Thursday, January 22, 2004

Falling into place 

Some say their schooldays were the happiest days of their lives. Free of cares, no responsibilities to drag them down, all needs taken care of, freedom that has never been matched since (although not recognised as such at the time!), security – surely a recipe for happiness. I had a very fortunate childhood – I had all those things, yet behind my schooldays lurked a dark shadow, something that the brightest sunshine was never wholly able to dispel.

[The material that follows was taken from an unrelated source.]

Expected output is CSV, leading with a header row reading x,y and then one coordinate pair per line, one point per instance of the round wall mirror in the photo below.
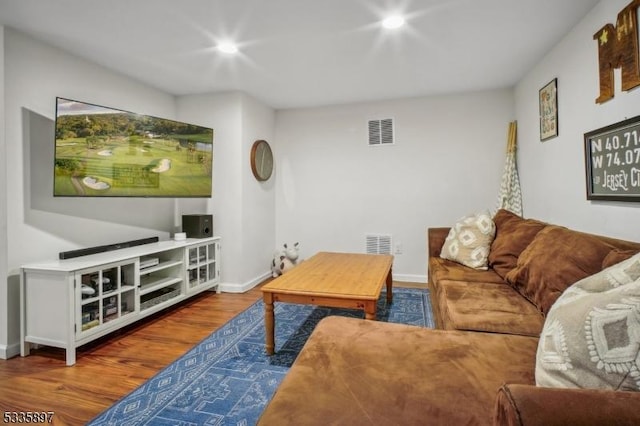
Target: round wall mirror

I had a speech impediment – a stammer. I’ve no idea how it came about; I can remember not having it at about five, and having it in a very big way at seven, but I have no recollection at all of the transition. I think there may have been some trauma that is locked inaccessibly away in some heavily barred recess of my mind, but I can’t be sure. Anyhow, the source isn’t relevant.

Sometimes it was so bad I was physically unable to talk – unable to form words; the only sound that came from my mouth was a rapid staccato er…er…er…er… Then maybe a few words would get spat out, only to be halted violently at the next impossible sound, vocal chords locked in spasm.

Junior school was tough, but secondary school was hell at times. There were occasional playground taunts, but nothing I couldn’t cope with by the simple expedient of turning my back and walking away. It wasn’t the anarchy of the playground that gripped me most; it was the formality of the classroom prison. Worst of all was the “creeping death”, when the teacher would go around the class person by person, asking each a question. My turn would get closer and closer; a juggernaut rolling ponderously but inexorably closer, ready to crush me; a malicious spotlight creeping nearer and nearer with evil intent to expose me, chained in its path. As the moment drew near, the nervous tension became unbearable, which of course only tightened the constricted muscles further and guaranteed complete incapability of coherent speech. But what joy, should the class end before my turn came!

Those were the worst days. Thankfully, they weren’t all as bad as that. I had a few close friends, a loving family, plenty of interests – I wasn’t unhappy, I just experienced those moments of extreme apprehension, awkwardness, discomfort and panic.

And isolation. That was the killer. I was always quiet in social groups. Not completely silent, but quiet. So I never developed the social back-chat skills of childhood. Speech was always a pre-meditated, almost formal, affair – never free and easy chatter. In group conversations such as in late teens at the pub, by the time I’d summoned up the courage to butt in with my thoughts, the conversation would have long since moved on and my piece was irrelevant, belonging to a point five minutes in the past. So I stayed silent.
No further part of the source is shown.